Эйвери передвинул своего слона.
— Гарде королеве, — сказал он почти извиняющимся тоном.
— Что? А, да, да… посмотрим… — Джаммас-луджиль нахмурился. — Кажется, это будет стоить мне коня. Ладно. — Он сделал ход.
Эйвери не тронул коня, а взял ладьей пешку.
— Мат в… пять ходов, — сказал он. — Будете сопротивляться?
— Что? — Джаммас-луджиль лихорадочно изучал доску.
Пальцы Фернандеса извлекли довольно громкий аккорд.
— Видите… вот так… и так… а затем так…
— Черт побери, прекратите этот грохот! — выпалил Джаммас-луджиль. — Как я могу при этом сосредоточиться?
Фернандес вспыхнул:
— У меня столько же прав…
Джаммас-луджиль оскалился.
— Если бы вы могли играть, было бы еще ничего, — насмешливо сказал он. — Но вы тянете кота за хвост, мальчишка.
— Эй, Кемаль, полегче, — заволновался Эйвери.
Ко всеобщему удивлению Торнтон принял сторону инженера.
— Здесь должно быть место мира и спокойствия, — отрезал он. — Почему бы вам не поиграть в спальне, сеньор Фернандес?
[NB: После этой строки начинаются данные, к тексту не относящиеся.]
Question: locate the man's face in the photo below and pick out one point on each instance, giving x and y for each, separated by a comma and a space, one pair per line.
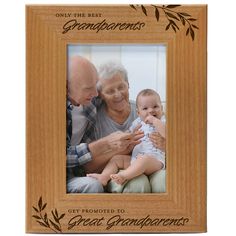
149, 105
82, 87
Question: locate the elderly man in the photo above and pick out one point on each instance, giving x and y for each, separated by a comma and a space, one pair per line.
81, 85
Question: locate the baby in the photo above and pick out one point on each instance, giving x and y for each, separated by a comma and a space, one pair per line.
146, 158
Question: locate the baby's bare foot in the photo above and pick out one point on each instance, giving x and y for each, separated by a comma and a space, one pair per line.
102, 179
118, 178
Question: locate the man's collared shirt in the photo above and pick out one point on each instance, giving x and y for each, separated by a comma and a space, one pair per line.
79, 155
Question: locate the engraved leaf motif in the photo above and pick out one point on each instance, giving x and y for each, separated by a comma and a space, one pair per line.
192, 19
40, 202
132, 6
173, 28
184, 14
42, 224
172, 16
187, 32
168, 26
61, 216
182, 20
36, 217
35, 209
173, 6
44, 206
194, 26
192, 33
55, 226
144, 10
173, 23
55, 217
56, 213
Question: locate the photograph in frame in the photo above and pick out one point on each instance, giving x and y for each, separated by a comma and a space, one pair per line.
162, 48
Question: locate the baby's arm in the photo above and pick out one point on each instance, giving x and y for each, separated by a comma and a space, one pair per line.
159, 125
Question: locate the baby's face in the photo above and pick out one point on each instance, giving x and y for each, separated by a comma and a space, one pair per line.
149, 105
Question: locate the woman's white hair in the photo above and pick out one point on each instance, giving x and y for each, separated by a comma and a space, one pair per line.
108, 70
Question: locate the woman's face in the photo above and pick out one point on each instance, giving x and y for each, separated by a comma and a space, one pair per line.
115, 93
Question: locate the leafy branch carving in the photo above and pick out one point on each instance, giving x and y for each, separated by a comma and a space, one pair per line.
173, 17
43, 219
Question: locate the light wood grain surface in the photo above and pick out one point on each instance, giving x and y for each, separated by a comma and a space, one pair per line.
186, 120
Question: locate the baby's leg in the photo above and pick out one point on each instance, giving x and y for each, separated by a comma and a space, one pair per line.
116, 163
142, 165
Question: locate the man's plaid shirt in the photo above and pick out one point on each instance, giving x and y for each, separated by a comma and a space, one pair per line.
79, 155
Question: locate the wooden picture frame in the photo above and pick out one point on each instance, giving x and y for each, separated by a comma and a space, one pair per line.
182, 208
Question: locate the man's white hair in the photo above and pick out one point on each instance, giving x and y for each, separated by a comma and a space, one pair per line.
108, 70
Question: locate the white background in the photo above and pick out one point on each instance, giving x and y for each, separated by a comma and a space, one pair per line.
221, 115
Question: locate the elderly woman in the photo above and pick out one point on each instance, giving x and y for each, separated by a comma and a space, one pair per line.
116, 113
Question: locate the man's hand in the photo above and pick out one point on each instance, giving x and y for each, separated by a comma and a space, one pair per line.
120, 141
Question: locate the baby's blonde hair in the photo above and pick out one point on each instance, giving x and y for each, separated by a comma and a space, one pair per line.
147, 92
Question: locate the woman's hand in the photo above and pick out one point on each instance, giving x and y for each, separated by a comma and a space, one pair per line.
124, 141
158, 141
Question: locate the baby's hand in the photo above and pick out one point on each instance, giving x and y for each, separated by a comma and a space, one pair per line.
150, 120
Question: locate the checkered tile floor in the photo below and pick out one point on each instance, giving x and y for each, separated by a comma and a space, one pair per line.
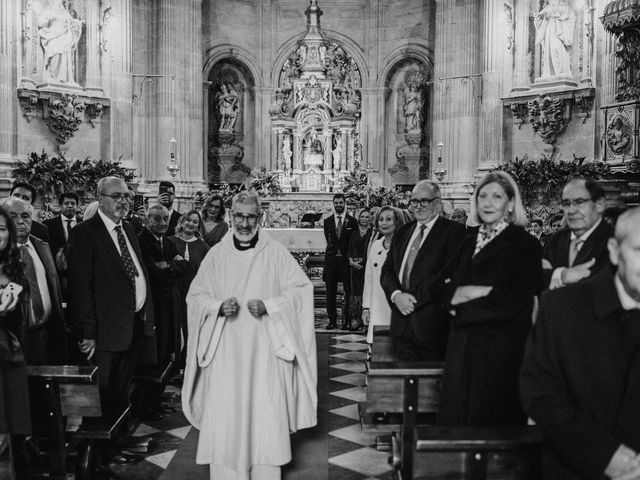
351, 455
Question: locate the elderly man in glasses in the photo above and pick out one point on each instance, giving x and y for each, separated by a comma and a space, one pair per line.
419, 252
250, 376
578, 252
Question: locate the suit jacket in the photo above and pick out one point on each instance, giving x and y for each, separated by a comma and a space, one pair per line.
429, 319
57, 239
55, 326
173, 221
580, 379
337, 245
102, 300
556, 250
488, 334
40, 230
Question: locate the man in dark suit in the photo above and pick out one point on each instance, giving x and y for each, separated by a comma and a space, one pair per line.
46, 340
337, 232
419, 252
580, 379
580, 251
110, 301
28, 193
166, 197
165, 267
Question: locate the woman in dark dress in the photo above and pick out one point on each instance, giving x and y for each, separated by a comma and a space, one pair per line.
357, 254
15, 416
193, 249
492, 286
213, 226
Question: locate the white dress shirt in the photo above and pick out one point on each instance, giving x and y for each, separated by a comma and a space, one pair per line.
141, 285
41, 276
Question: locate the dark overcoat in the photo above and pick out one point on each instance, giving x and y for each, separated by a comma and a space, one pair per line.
488, 334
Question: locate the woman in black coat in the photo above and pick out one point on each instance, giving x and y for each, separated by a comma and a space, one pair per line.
492, 286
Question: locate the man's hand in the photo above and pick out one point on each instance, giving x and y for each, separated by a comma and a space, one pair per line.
465, 293
88, 347
405, 302
230, 307
577, 272
256, 307
624, 465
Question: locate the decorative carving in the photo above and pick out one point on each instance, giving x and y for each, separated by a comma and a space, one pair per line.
618, 136
584, 104
59, 33
520, 111
554, 32
29, 104
628, 68
547, 115
65, 116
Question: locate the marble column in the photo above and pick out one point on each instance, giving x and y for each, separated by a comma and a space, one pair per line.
457, 109
8, 99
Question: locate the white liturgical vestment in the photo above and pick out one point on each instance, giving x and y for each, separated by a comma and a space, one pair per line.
250, 382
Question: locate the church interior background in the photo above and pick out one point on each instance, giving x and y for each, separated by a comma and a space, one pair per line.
404, 90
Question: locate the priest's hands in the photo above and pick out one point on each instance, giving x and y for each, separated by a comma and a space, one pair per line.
256, 307
230, 307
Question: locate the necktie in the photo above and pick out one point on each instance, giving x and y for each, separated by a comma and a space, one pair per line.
574, 248
68, 228
413, 253
125, 255
34, 290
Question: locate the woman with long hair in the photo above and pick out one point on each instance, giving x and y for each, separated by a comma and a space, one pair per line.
193, 249
213, 226
491, 287
375, 309
14, 394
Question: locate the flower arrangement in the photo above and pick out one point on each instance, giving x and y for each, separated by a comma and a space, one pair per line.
52, 176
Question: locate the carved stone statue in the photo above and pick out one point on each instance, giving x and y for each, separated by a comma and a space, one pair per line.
227, 103
59, 33
412, 107
554, 32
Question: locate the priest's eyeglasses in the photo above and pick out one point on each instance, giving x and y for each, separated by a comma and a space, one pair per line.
423, 202
239, 218
118, 197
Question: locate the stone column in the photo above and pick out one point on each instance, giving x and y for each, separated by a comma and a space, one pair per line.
8, 98
494, 70
457, 108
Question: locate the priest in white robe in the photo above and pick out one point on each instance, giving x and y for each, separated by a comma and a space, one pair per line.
250, 377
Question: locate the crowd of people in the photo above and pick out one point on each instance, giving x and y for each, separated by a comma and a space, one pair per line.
527, 325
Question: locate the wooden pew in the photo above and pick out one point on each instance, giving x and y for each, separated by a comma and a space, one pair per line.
477, 453
65, 404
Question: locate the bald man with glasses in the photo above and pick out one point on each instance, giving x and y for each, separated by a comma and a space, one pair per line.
579, 251
419, 252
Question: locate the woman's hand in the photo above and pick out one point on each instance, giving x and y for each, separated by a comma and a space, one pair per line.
466, 293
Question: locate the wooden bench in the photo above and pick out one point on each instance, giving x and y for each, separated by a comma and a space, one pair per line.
476, 453
66, 405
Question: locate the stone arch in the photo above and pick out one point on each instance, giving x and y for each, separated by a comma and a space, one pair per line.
350, 47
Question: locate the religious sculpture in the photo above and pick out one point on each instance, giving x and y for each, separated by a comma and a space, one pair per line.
554, 32
412, 107
227, 102
59, 33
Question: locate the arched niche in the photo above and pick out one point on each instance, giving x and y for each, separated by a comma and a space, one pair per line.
231, 121
407, 121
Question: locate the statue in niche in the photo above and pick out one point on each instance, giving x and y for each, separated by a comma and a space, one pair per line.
59, 33
412, 108
554, 32
227, 102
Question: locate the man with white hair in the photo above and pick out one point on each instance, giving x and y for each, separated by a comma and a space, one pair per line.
580, 379
250, 376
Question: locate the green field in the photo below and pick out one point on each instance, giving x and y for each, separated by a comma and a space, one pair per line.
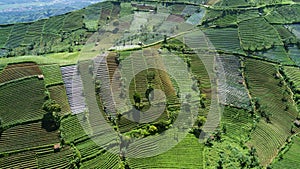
276, 109
29, 102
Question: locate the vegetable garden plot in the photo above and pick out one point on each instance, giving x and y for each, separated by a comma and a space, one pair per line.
189, 10
20, 160
34, 33
54, 24
226, 39
231, 89
291, 159
106, 93
52, 74
19, 70
186, 154
103, 160
17, 35
275, 104
28, 94
74, 88
58, 93
196, 18
27, 136
73, 127
276, 54
257, 34
5, 33
61, 159
73, 21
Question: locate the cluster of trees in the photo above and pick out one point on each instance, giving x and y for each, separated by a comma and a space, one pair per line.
51, 120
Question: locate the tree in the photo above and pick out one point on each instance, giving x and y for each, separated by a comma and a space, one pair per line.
51, 120
137, 99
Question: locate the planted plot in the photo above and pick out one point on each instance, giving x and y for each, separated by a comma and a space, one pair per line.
291, 159
72, 127
4, 32
257, 34
196, 18
58, 93
17, 35
285, 34
232, 90
248, 14
226, 39
54, 24
52, 74
28, 94
189, 10
285, 14
19, 70
27, 136
186, 154
55, 160
237, 125
74, 88
103, 160
20, 160
34, 33
275, 107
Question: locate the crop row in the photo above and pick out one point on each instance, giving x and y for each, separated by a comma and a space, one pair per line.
29, 105
231, 83
26, 136
257, 34
275, 108
74, 88
21, 70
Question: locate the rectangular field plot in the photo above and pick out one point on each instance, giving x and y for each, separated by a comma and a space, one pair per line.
28, 95
20, 160
232, 90
54, 24
186, 154
58, 93
55, 160
276, 109
27, 136
276, 54
74, 88
19, 70
238, 124
291, 159
73, 21
17, 35
226, 39
34, 33
52, 74
257, 34
4, 32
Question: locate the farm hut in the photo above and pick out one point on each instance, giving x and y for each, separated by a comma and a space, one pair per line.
56, 147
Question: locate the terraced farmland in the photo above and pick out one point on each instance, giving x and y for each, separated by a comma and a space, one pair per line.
20, 70
290, 158
52, 75
257, 34
232, 90
275, 105
24, 137
186, 154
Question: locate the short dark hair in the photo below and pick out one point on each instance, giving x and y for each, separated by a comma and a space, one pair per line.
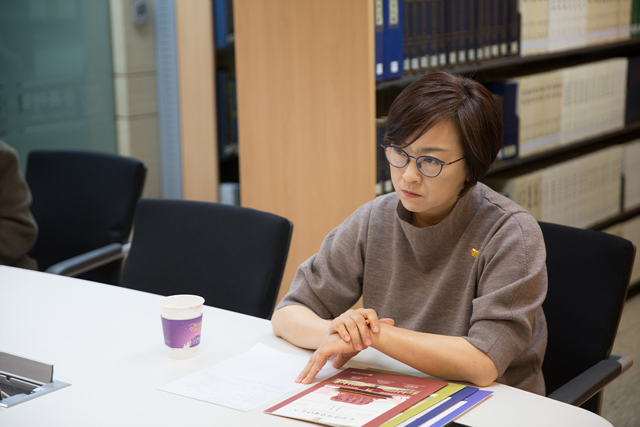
469, 106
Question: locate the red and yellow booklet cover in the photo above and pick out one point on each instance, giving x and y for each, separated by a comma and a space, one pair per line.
357, 398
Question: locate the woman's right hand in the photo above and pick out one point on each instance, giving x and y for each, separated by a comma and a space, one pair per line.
352, 326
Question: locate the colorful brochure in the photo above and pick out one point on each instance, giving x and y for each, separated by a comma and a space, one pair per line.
440, 408
357, 398
422, 406
458, 409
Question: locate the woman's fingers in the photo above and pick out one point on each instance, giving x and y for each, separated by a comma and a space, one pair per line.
343, 358
312, 368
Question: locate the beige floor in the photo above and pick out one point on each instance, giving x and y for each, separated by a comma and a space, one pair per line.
621, 404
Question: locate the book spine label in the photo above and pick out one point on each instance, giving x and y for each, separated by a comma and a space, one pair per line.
393, 39
379, 38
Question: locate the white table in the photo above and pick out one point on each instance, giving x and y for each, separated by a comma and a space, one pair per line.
107, 342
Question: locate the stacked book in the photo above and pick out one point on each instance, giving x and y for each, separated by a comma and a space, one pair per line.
579, 193
371, 398
546, 110
631, 175
414, 36
557, 25
419, 35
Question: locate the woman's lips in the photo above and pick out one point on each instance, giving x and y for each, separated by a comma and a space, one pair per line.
410, 194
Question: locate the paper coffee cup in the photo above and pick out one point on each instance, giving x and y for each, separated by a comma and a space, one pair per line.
181, 324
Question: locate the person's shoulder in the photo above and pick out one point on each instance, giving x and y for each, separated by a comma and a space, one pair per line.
507, 212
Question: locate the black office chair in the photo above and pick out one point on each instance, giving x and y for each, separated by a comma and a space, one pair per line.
589, 274
82, 202
233, 257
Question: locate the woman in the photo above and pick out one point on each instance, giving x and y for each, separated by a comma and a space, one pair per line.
456, 270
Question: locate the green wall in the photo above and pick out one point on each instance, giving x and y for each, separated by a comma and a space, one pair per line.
56, 78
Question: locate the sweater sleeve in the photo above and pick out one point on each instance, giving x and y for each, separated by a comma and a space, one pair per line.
18, 229
330, 282
512, 285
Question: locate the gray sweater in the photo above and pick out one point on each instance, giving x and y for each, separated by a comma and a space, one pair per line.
428, 280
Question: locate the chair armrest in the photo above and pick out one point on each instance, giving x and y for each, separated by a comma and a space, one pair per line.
590, 382
90, 260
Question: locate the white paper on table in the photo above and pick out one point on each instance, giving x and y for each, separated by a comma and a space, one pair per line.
248, 380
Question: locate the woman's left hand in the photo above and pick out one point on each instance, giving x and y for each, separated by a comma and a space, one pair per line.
331, 345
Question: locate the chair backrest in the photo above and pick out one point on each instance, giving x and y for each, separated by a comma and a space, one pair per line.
82, 201
589, 273
233, 257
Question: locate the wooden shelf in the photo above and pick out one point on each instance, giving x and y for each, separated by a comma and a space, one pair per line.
562, 153
624, 216
514, 66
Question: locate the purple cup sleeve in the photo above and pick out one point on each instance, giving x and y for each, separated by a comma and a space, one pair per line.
182, 333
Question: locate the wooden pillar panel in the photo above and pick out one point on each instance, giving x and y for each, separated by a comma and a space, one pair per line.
306, 110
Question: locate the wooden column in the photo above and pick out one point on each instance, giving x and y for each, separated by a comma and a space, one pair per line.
306, 111
196, 77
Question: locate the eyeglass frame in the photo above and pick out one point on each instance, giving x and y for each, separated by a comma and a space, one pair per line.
409, 157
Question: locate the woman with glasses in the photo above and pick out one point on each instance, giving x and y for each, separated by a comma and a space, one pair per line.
452, 274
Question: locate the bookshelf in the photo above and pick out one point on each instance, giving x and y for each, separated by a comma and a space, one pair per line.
307, 109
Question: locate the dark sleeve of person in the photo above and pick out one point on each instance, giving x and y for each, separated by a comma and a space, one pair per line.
18, 230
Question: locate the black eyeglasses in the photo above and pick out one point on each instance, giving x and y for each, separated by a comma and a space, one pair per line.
427, 165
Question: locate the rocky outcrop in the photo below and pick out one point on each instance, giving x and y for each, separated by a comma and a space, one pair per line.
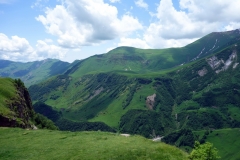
21, 109
150, 101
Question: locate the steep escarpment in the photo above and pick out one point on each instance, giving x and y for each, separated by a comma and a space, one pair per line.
15, 106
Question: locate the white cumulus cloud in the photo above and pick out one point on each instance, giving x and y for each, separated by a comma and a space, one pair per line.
133, 42
18, 49
114, 1
83, 22
142, 4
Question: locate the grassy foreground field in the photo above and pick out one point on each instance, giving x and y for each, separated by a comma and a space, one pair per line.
46, 144
226, 141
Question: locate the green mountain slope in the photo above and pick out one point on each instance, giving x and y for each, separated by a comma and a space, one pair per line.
45, 144
135, 60
32, 72
196, 95
225, 140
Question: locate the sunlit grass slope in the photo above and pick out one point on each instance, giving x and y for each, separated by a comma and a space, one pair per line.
45, 144
7, 92
226, 141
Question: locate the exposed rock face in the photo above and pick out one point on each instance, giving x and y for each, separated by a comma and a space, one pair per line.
215, 63
22, 110
150, 101
202, 72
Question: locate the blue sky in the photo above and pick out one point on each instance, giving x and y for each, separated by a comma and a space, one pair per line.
76, 29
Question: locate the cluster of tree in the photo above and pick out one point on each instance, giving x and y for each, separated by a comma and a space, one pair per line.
204, 151
65, 124
68, 125
43, 123
143, 122
183, 137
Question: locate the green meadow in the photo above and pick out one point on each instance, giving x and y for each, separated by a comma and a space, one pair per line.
20, 144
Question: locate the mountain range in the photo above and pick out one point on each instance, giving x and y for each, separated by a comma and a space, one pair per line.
176, 92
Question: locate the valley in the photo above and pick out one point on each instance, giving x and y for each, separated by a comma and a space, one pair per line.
181, 94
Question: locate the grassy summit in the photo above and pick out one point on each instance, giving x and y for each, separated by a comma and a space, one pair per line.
46, 144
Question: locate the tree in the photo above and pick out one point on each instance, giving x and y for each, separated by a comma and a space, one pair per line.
204, 151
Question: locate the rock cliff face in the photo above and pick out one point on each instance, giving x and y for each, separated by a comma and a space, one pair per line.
20, 108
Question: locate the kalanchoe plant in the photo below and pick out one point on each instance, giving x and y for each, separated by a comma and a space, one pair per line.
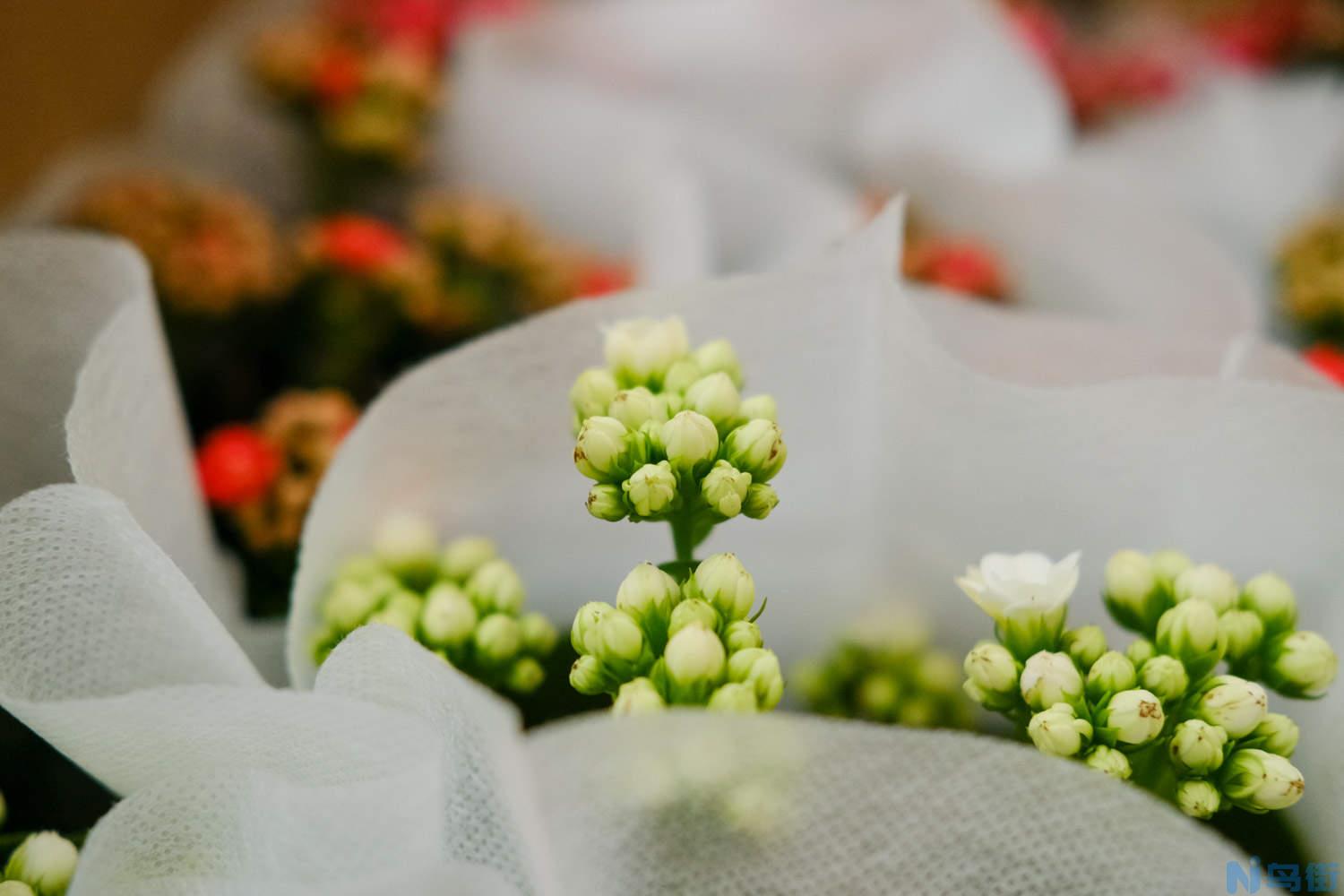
884, 670
677, 643
666, 435
1160, 712
462, 602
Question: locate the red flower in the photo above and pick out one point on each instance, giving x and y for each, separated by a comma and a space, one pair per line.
236, 465
1328, 360
359, 245
960, 266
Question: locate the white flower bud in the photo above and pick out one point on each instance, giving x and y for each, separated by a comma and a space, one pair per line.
637, 697
1048, 678
591, 392
1058, 731
1301, 664
650, 489
1107, 761
43, 861
1198, 798
448, 618
690, 441
761, 500
497, 640
757, 447
1273, 600
602, 450
465, 556
1209, 583
496, 587
637, 406
1166, 677
1196, 747
642, 351
719, 357
726, 584
1234, 704
1260, 780
607, 501
1132, 718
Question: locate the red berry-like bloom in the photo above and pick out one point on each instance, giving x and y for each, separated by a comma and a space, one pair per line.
236, 465
1328, 360
360, 245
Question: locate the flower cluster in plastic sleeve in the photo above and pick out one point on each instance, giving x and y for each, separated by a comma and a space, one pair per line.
462, 600
1161, 712
677, 643
666, 435
884, 669
211, 250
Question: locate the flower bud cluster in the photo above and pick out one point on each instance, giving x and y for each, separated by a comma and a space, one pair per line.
666, 435
677, 643
884, 670
462, 600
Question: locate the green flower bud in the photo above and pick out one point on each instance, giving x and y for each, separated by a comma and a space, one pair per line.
725, 489
1058, 731
607, 501
637, 697
602, 450
642, 351
1107, 761
585, 625
742, 635
1198, 798
1209, 583
524, 676
1131, 591
1261, 782
349, 605
1083, 645
726, 584
448, 618
1048, 678
650, 489
465, 556
757, 447
497, 640
761, 500
43, 861
694, 613
1273, 600
734, 697
1132, 718
1190, 633
496, 587
1274, 734
591, 392
718, 357
637, 406
760, 408
1112, 673
1196, 747
1168, 565
1166, 677
1242, 632
691, 443
1234, 704
590, 677
695, 662
758, 668
1301, 664
538, 634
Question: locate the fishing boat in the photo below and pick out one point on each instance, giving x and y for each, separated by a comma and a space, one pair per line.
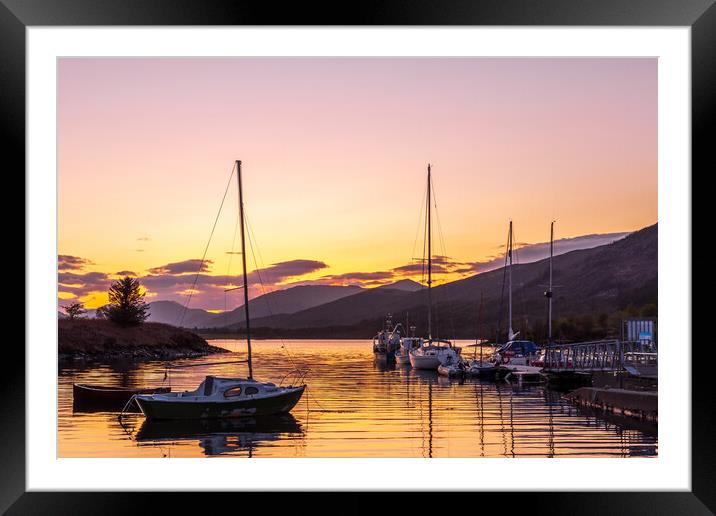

— Там сейчас отдыхают вахтенные, они спят, — ответил уругваец. Он встал, сжимая кулаки. — И если вы думаете, что можете указывать как нам отдыхать…
Лоренцен отступил, чувствуя беспомощное замешательство, которое у него всегда вызывали споры. Он пытался сказать что-то, но язык, казалось, распух у него во рту.
Именно в этот момент появился Фридрих фон Остен. Он стоял у дальней двери, слегка покачиваясь. Всем было известно, что он протащил на борт ящик виски. Он не был алкоголиком, но на борту не было женщин, а не мог же он все время чистить свои любимые ружья. У солдата-наемника из руин Европы, даже если он окончил Солнечную академию, зарекомендовал себя в Патруле и назначен главным оружейником экспедиции, не было других интересов.
— Што шлучилось? — спросил он.
— Не ваше чертово дело! — бросил Джаммас-луджиль. Им часто приходилось работать вместе, но они не выносили друг друга. Это естественно для двух одинаково высокомерных людей.
— Тогда я делать это швой чертово дело, — фон Остен шагнул вперед, распрямив свои могучие плечи; желтая борода встала дыбом, широкое, покрытое шрамами лицо покраснело. — Так вы шмеетесь над Мигель опять?